That means if your driving record is filled with tickets or accidents — or, in this case, one or more DUIs — your insurance rates may rise. Insurers typically consider the last three to five years of your driving record when calculating a premium. If you rack up multiple infractions during that time, your insurer might even cancel your coverage.
Depending on your career, a splotchy driving record can impact your employment opportunities. Requirements for commercial driver's licenses include having a clean driving record.
Finally, if your driving record contains too many citations or infractions, you might see your license suspended. The threshold for license suspension varies by state. In some states, a DUI warrants an automatic suspension.
If your license is suspended, you'll probably need to file an SR-22 or an FR-44. To reinstate your license, you have to prove you’re carrying the minimum amount of liability car insurance the state requires. That's what an SR-22 form is — a certificate of financial responsibility. It shows you’ve bought at least the required amount of auto coverage.
SR-22 requirements generally last three years. Many insurers will charge you a flat fee to file SR-22 forms during this period. DMVs often charge a filing fee, too. That's in addition to the license reinstatement fees you’ll have to pay. In other words, needing an SR-22 can be costly.
If you get a DUI in one state, does it show up on your driving record in another state?
Yes, most states transfer violations from past states. It depends on your new state's laws, but it's a good rule of thumb to assume your DUI will show up on any driving record. That's the case if you get a DUI while out of your home state, or if you move to a new state with an old DUI on your record.

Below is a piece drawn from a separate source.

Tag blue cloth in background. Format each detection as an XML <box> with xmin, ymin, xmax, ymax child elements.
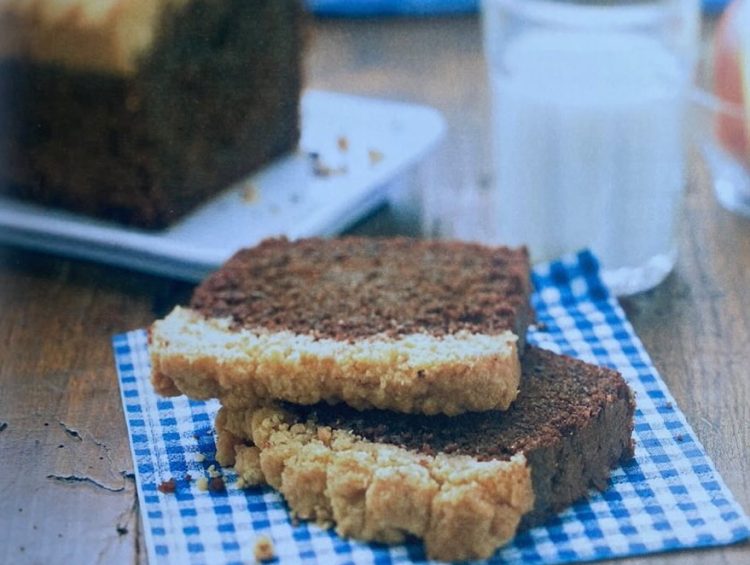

If you get a DUI while visiting another state, it will likely be shared with your home state's DMV through something called the Driver License Compact. Every state participates except for Georgia, Massachusetts, Michigan, Tennessee and Wisconsin. But even those states often have informal agreements with other states to exchange driver information.
States with the most DUIs
Driving while impaired can cost you more than just your license — it can cost you or someone else their life. The number of fatal crashes has increased by nearly 20% from 2019 to 2020, and another 11% from 2020 to 2021. We found that 36% of those fatal crashes involved alcohol.

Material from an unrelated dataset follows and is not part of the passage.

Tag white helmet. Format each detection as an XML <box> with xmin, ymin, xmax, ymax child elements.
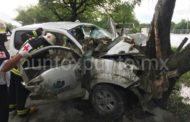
<box><xmin>0</xmin><ymin>21</ymin><xmax>6</xmax><ymax>34</ymax></box>
<box><xmin>43</xmin><ymin>33</ymin><xmax>56</xmax><ymax>45</ymax></box>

Fatal crashes involving alcohol are most prevalent in Texas, Montana and Rhode Island, where nearly 50% of all traffic fatalities involve alcohol. Mississippi, Georgia and Utah have the lowest numbers of fatal crashes involving alcohol.
|State||All traffic fatalities||% of fatal crashes involving alcohol||% of drivers legally or severely impaired|
|Source: National Highway Traffic Safety Association|
While fatal crashes are up, the number of DUIs issued by law enforcement has declined significantly over the last decade. From 2010 to 2019, the number of DUI citations issued nationwide dropped by 33%, mainly because of increased awareness campaigns, stricter DUI penalties and ridesharing programs.

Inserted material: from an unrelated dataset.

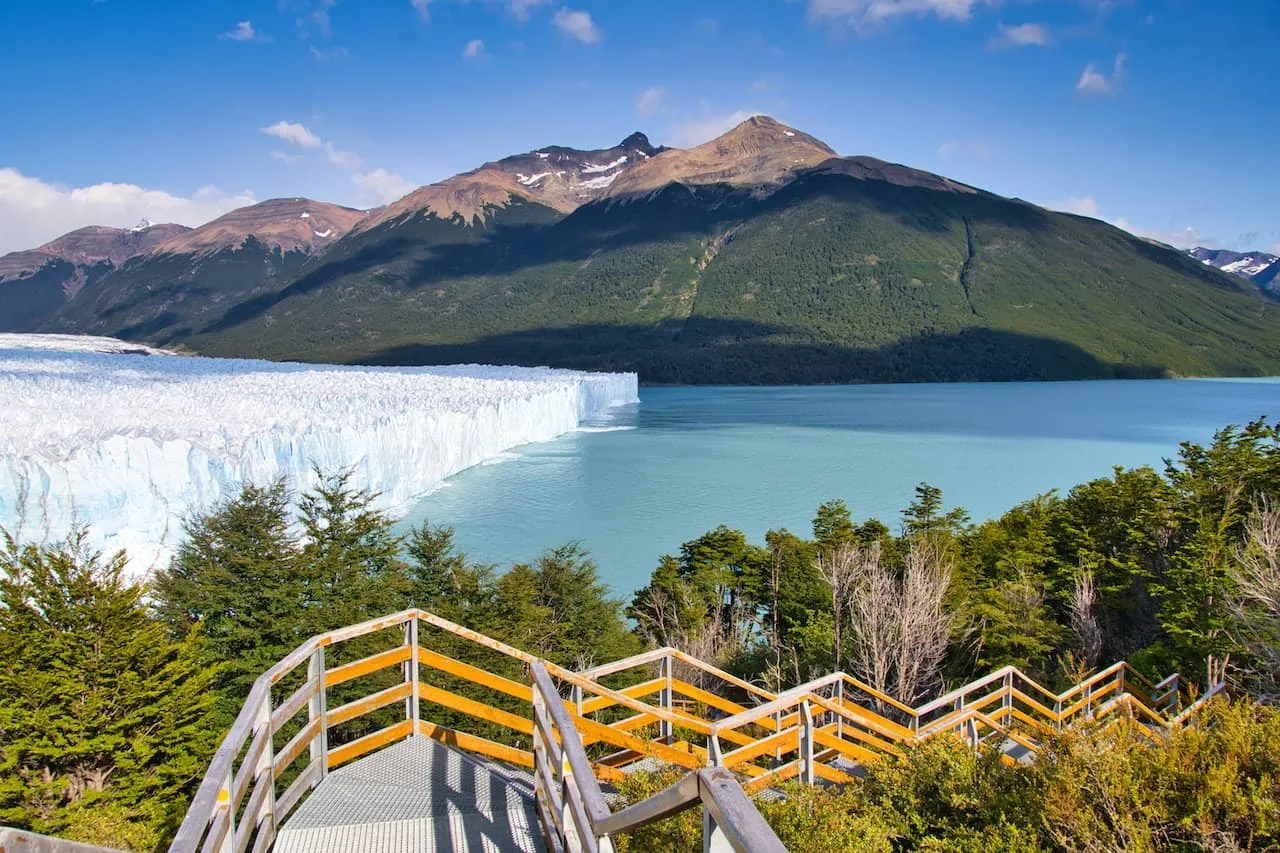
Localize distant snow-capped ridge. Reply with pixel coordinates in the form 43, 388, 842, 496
1189, 246, 1280, 290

During that same period, North Carolina, Ohio and Georgia experienced the biggest drops in DUIs. Citations in those three states declined by as much as 72%.
Nationwide, only five states have seen an increase in DUIs over the last decade. DUI citations have increased by more than 110% in Delaware. However, the other four states — North Dakota, South Dakota, New Hampshire and Utah — are issuing more DUI tickets and seeing significantly lower increases.
North Dakota, South Dakota and Wyoming have the highest rates of DUIs, each averaging around 80 DUI tickets for every 10,000 drivers. Illinois, Delaware and Alabama have the lowest rates of DUIs, at 16 or fewer citations per 10,000 drivers.
|State||Total number of DUIs||% chance from 2010||DUIs per 10k drivers|
|Data was sourced from the FBI Uniform Crime Report 2010-2019, based on the latest DUI crime data available. The total number of DUIs and DUIs per 10K drivers are based on data from 2019.|
Cities with the most drunk-driving incidents
Every day in the U.S., drunk driving claims nearly 37 lives. Even with drunk driving fatalities decreasing by a third over the last three decades, too many lives are still lost to drunk driving. Cost data from the NHTSA shows deaths and damages caused by drunk driving to be over $40 billion annually.
Taking a closer look, our team analyzed self-reported data from our users on driving infractions, including DUIs, to determine which cities have the most drunk drivers. These rankings are based on over one million data points on drunk driving infractions from 2023. Cities ranked under "most drunk-driving cities" have the highest rate of DUIs per driver, while the "least drunk-driving cities" have the fewest.
|6||Virginia Beach, Va.|
|1||Little Rock, Ark.|
|10||Baton Rouge, La.|
Six out of the top 10 most drunk-driving cities are in California. Although the Golden State has strict DUI laws, the roads are so densely populated that the risk of driving under the influence is much greater.
How to get a DUI off your driving record
The first thing you should do to get a DUI off your record is seek legal help. DUI laws are complex, and the chances of beating a DUI without an attorney's assistance are minimal. Our research shows that people with DUI lawyers are three times more likely to get a DUI charge reduced.
A lawyer can help you beat a criminal charge. Unfortunately, removing, sealing or expunging a DUI from your criminal record doesn't mean it's no longer on your driving record.
This means there's usually nothing you can do to get a DUI off your driving record besides wait. A DUI stays on your driving record until the amount of time specified by state law elapses. Check out the table above to see how long that period is in your state.
Regardless of the specifics of your situation, you should consult an attorney who has experience handling DUI cases. They can give you advice and help you mitigate the damage that comes with a DUI.
How does a DUI hurt your car insurance rates?
Our research shows that a DUI can increase insurance rates by 80%. Expect to pay higher insurance rates for three to five years, assuming your driving record stays clean during that time. If you get into an accident or a traffic infraction during those three to five years, your rates may increase exponentially.
Compare quotes to find cheap car insurance after a DUI
How long does a DUI hurt your car insurance rates?
How long a DUI impacts your car insurance rates isn’t always the same as how long a DUI stays on your record. That’s because your insurance record and your driving record aren’t the same thing; just like your driving record and criminal record aren’t the same thing.
Insurers typically look at incidents from the last three to five years when pricing an auto policy. If you have an accident or a violation on your record in the last three to five years, expect to pay more for car insurance. If you have multiple incidents — like accidents, speeding tickets or DUIs — during that period, you’ll probably pay even higher rates.
If three to five years pass without any additional incidents, ask your insurance company to reassess your rates. There's a good chance your rate will go back to normal once that time has passed.
How to check your driving record
Curious if an old infraction is still on your record? Fortunately, it's pretty easy to check your driving record to find out. The exact process varies depending on what state you live in, but here's how to do it in general:
- Find your state's official department of licensing or department of motor vehicles website. Make sure the website URL ends in .gov.
- Search the website for a driving record page. Most of these pages have a search function you can use. Check for a “records” or “documents” tab.
- You'll likely have to pay a small fee — around $10 in most states — to get a copy of your driving record. For example, in Michigan it's $11.
You can get a copy of your driving record in person directly from your local DMV, too. It's also possible that your insurance agent has a copy on file.
Once you have a copy of your driving record, check to make sure all listed dates and incidents are correct.